猟銃の所持には、銃砲刀剣類等所持取締法(銃刀法)に基づく「銃の所持許可」が必要になります。許可申請をするには、都道府県の公安委員会の窓口(住民票のある住所地を管轄する警察署の生活安全課)に申請書類を提出します。

所持許可までの流れ

  1. 初心者講習会(6,800円) → 講習修了証明書(3年間有効)
  2. 教習資格認定書(8,900円)& 火薬類等譲受許可証(2,400円) → 装弾購入
  3. 教習射撃(30,000円~) → 教習修了証明書(1年間有効)
  4. 所持する銃の申請(10,500円):申請には各種証明書、写真、診断書などが必要 → 銃砲所持許可証の交付
  5. 申請銃購入(引き取り) → 銃の確認
  6. 火薬類等譲受許可証(2,400円) → 装弾購入(約30円~/弾)

まとめ

漁師になるためには、狩猟免許試験に合格するだけではなれません。つまり、上記の通り、大きく2つの登録と許可が必要になります。
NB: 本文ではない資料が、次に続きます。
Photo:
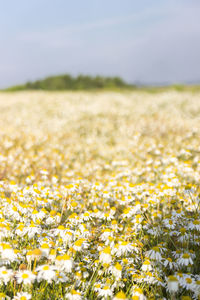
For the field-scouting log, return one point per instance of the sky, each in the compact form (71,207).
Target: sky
(147,41)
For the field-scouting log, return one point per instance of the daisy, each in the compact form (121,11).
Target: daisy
(105,255)
(25,277)
(46,272)
(117,271)
(5,275)
(64,263)
(185,260)
(120,296)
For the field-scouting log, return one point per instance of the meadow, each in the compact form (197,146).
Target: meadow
(99,195)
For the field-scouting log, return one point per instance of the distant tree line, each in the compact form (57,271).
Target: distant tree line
(67,82)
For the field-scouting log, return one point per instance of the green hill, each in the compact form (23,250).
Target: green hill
(67,82)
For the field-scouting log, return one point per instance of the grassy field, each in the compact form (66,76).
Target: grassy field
(99,195)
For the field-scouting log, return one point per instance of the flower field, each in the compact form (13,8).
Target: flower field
(99,195)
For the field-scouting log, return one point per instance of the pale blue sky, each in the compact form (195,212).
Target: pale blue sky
(150,41)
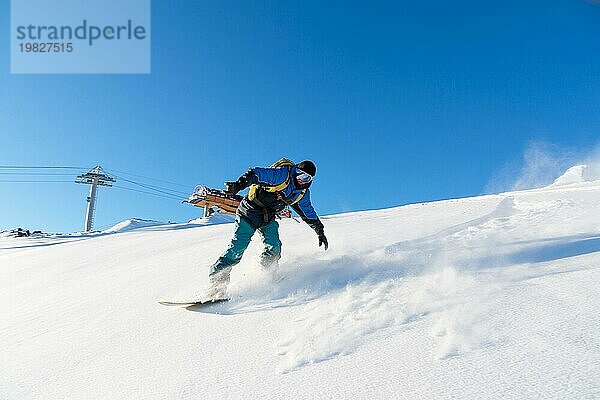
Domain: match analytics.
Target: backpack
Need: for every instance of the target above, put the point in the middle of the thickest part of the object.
(282, 162)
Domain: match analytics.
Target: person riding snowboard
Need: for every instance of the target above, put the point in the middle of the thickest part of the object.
(272, 189)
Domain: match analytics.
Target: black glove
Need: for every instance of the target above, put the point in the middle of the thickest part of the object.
(322, 239)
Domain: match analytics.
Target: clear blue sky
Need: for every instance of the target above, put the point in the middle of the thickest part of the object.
(396, 102)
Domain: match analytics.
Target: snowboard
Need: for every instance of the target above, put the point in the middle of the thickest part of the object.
(193, 303)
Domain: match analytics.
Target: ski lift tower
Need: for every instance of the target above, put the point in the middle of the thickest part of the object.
(96, 177)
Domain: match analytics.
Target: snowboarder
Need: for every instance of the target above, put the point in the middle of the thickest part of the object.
(272, 189)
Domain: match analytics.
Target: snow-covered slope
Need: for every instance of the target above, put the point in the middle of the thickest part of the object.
(487, 297)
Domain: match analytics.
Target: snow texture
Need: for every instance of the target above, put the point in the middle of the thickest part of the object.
(487, 297)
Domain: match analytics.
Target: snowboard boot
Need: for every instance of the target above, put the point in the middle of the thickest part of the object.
(218, 285)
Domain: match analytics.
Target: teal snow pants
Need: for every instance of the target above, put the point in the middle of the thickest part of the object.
(244, 231)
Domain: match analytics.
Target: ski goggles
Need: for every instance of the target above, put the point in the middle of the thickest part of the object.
(303, 177)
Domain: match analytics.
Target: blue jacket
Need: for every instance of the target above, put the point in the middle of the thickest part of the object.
(267, 204)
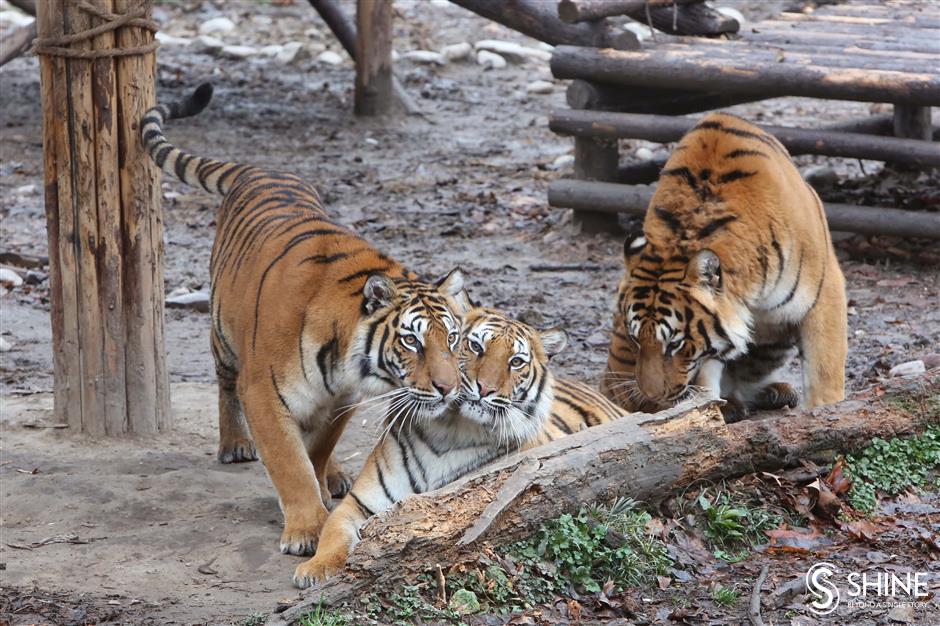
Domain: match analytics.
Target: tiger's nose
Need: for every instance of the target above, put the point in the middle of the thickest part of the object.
(443, 388)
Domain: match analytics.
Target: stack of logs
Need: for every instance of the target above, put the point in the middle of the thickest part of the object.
(636, 94)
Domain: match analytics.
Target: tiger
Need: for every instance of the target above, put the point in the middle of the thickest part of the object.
(734, 272)
(306, 318)
(509, 401)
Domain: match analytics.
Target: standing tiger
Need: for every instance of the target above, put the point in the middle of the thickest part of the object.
(734, 270)
(307, 318)
(509, 400)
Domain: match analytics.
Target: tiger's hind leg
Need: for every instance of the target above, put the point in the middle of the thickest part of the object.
(824, 342)
(235, 442)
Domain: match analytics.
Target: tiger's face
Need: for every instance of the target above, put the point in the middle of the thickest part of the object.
(505, 380)
(674, 319)
(411, 341)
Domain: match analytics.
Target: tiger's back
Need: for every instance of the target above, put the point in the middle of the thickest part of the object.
(734, 271)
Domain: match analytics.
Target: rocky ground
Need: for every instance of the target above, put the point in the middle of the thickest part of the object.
(170, 536)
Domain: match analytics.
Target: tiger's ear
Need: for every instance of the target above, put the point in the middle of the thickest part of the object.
(705, 268)
(632, 247)
(553, 340)
(452, 286)
(379, 291)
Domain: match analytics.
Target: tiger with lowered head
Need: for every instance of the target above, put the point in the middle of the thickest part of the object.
(509, 400)
(307, 318)
(735, 272)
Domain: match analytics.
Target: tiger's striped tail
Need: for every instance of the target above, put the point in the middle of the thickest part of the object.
(213, 176)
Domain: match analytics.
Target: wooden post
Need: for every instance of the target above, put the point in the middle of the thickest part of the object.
(373, 57)
(598, 160)
(103, 218)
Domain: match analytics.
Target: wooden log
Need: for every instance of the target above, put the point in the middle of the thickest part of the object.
(665, 129)
(538, 21)
(93, 165)
(663, 69)
(148, 383)
(345, 32)
(869, 220)
(696, 19)
(582, 94)
(574, 11)
(595, 159)
(644, 457)
(373, 95)
(912, 122)
(17, 43)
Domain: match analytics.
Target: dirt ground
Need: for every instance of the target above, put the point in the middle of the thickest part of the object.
(156, 531)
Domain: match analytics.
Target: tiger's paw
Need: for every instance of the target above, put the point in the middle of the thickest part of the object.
(319, 568)
(302, 530)
(733, 410)
(776, 396)
(237, 451)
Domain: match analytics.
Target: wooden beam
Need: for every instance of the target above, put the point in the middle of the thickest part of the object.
(668, 70)
(109, 362)
(373, 94)
(538, 20)
(665, 129)
(597, 196)
(644, 457)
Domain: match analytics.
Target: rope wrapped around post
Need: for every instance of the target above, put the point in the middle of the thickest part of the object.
(58, 46)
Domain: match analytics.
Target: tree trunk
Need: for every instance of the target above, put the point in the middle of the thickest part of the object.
(373, 57)
(104, 225)
(644, 457)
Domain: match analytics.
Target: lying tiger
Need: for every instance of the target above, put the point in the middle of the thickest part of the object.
(735, 270)
(307, 317)
(509, 400)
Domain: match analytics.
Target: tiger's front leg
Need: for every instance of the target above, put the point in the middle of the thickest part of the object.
(280, 441)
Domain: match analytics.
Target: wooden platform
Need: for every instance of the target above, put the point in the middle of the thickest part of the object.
(860, 51)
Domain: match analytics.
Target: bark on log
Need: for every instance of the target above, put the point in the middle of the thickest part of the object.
(104, 226)
(644, 457)
(573, 11)
(664, 129)
(539, 21)
(583, 195)
(664, 69)
(373, 95)
(345, 32)
(17, 43)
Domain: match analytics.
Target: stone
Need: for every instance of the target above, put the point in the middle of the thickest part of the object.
(329, 57)
(238, 52)
(513, 51)
(196, 300)
(910, 368)
(732, 13)
(9, 278)
(207, 44)
(490, 60)
(540, 87)
(292, 51)
(216, 25)
(424, 56)
(563, 162)
(457, 51)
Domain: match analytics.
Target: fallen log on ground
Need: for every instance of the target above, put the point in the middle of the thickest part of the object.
(644, 457)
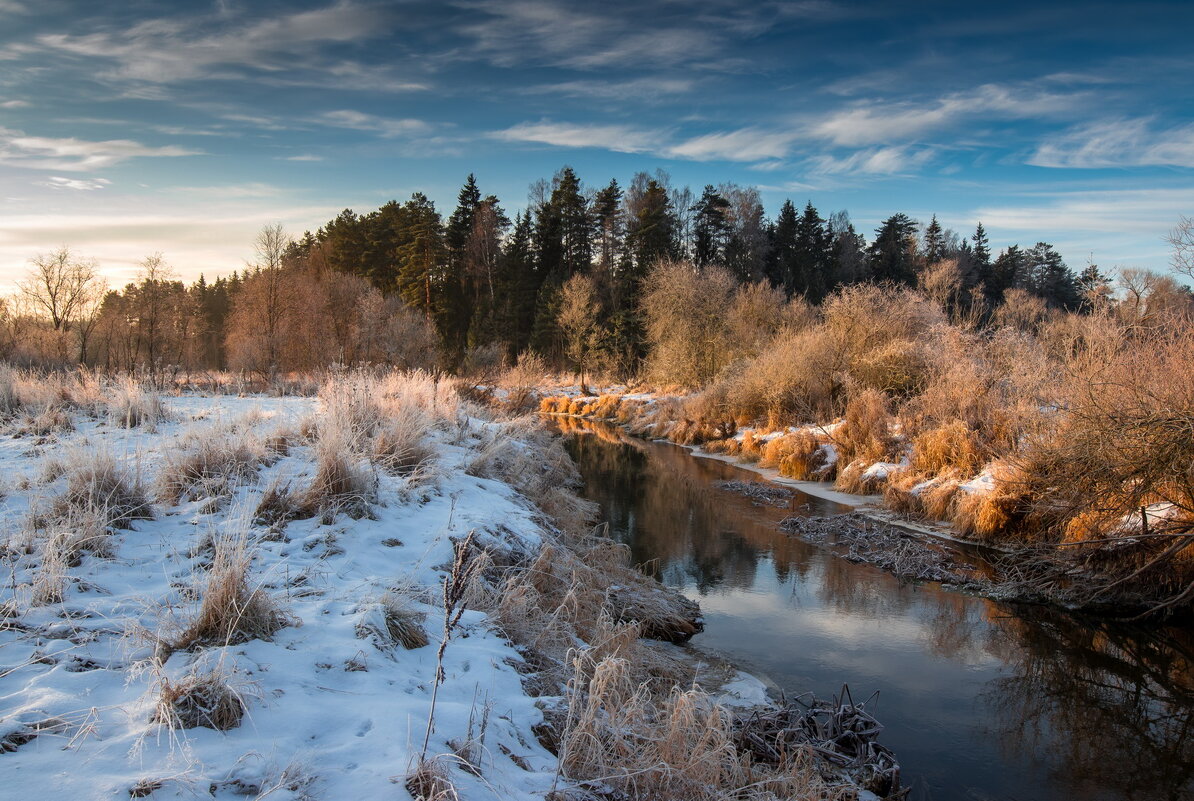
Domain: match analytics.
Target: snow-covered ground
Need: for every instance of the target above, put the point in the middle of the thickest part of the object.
(333, 710)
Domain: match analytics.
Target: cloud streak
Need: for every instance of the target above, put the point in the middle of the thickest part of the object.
(77, 155)
(1118, 143)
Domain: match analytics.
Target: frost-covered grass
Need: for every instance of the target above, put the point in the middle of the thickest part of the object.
(374, 591)
(199, 652)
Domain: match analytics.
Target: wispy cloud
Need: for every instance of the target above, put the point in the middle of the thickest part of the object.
(874, 161)
(75, 155)
(880, 123)
(638, 88)
(605, 35)
(383, 127)
(1118, 143)
(620, 139)
(742, 145)
(167, 50)
(233, 191)
(78, 184)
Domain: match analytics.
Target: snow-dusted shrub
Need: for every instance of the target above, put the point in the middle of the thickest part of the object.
(207, 466)
(98, 488)
(232, 609)
(131, 405)
(205, 698)
(342, 484)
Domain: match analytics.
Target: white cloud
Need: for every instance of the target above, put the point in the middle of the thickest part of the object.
(1115, 227)
(636, 88)
(381, 125)
(209, 235)
(620, 139)
(1118, 143)
(742, 145)
(233, 191)
(74, 154)
(873, 161)
(168, 50)
(81, 184)
(516, 31)
(875, 123)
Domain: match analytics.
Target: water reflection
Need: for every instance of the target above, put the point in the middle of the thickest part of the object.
(980, 700)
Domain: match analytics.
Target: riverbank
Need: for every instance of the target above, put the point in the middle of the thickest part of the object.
(1102, 577)
(221, 596)
(978, 698)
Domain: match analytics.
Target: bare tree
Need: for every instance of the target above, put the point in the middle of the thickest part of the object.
(1182, 241)
(578, 319)
(271, 245)
(57, 283)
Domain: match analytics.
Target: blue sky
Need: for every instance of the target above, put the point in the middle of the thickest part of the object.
(133, 128)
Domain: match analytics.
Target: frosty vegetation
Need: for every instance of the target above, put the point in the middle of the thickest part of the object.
(376, 589)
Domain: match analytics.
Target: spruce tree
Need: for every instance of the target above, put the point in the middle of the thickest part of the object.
(893, 252)
(934, 241)
(711, 228)
(813, 256)
(781, 262)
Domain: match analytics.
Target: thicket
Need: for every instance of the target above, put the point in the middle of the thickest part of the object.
(566, 279)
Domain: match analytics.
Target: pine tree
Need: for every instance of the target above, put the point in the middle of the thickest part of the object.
(610, 226)
(781, 262)
(982, 248)
(934, 241)
(576, 223)
(1005, 272)
(849, 251)
(519, 284)
(711, 228)
(1047, 277)
(422, 258)
(813, 256)
(893, 252)
(652, 235)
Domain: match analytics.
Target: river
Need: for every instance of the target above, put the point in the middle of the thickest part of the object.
(979, 700)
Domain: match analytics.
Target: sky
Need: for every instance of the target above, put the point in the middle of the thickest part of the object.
(180, 128)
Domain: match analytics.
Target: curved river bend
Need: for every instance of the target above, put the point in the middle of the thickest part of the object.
(980, 700)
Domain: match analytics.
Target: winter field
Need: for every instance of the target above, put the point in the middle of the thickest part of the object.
(254, 597)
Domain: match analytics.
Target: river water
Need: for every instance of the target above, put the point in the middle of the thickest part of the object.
(979, 700)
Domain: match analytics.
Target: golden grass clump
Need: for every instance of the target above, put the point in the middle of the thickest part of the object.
(208, 467)
(199, 700)
(607, 406)
(131, 405)
(430, 781)
(866, 432)
(995, 512)
(677, 744)
(232, 610)
(522, 455)
(99, 490)
(340, 485)
(953, 447)
(401, 443)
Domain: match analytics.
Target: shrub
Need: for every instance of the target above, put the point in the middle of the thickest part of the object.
(199, 700)
(207, 467)
(99, 490)
(232, 610)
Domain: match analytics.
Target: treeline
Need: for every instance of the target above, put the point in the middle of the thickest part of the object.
(565, 279)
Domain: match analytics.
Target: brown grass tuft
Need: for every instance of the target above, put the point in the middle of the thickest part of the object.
(232, 610)
(199, 700)
(207, 467)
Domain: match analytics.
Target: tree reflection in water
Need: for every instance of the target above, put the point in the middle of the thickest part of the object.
(1036, 704)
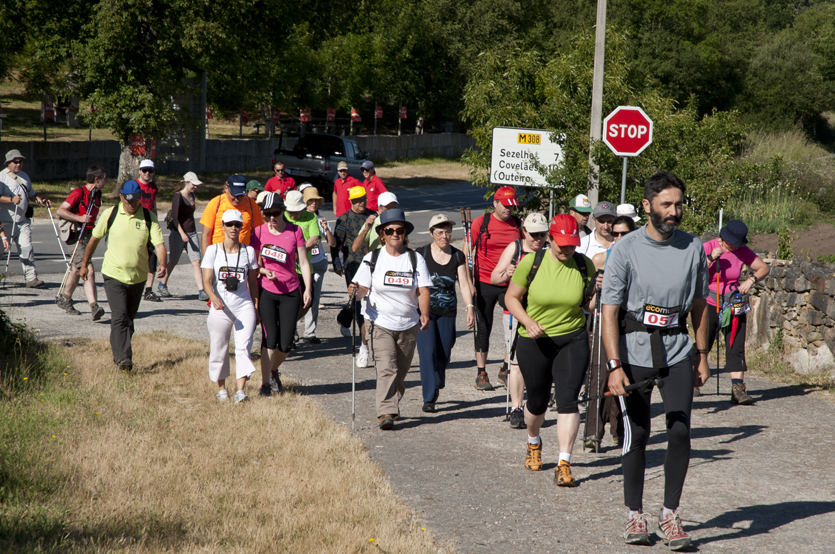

  1. 狩猟免許の試験に合格し、各都道府県に狩猟者として登録する
  2. 狩猟の為の猟銃を所持する為の許可を警察署で受ける

上記の通り、各手続きには複雑な申請が必要で、その都度、手数料が必要になります。猟銃を購入する場合は一丁20万円程度の銃を購入するとしても、実際に自分の猟銃を手に持ち、マタギのステージに立つまでには、最低でも合計30万円程度の出費は覚悟しておきましょう。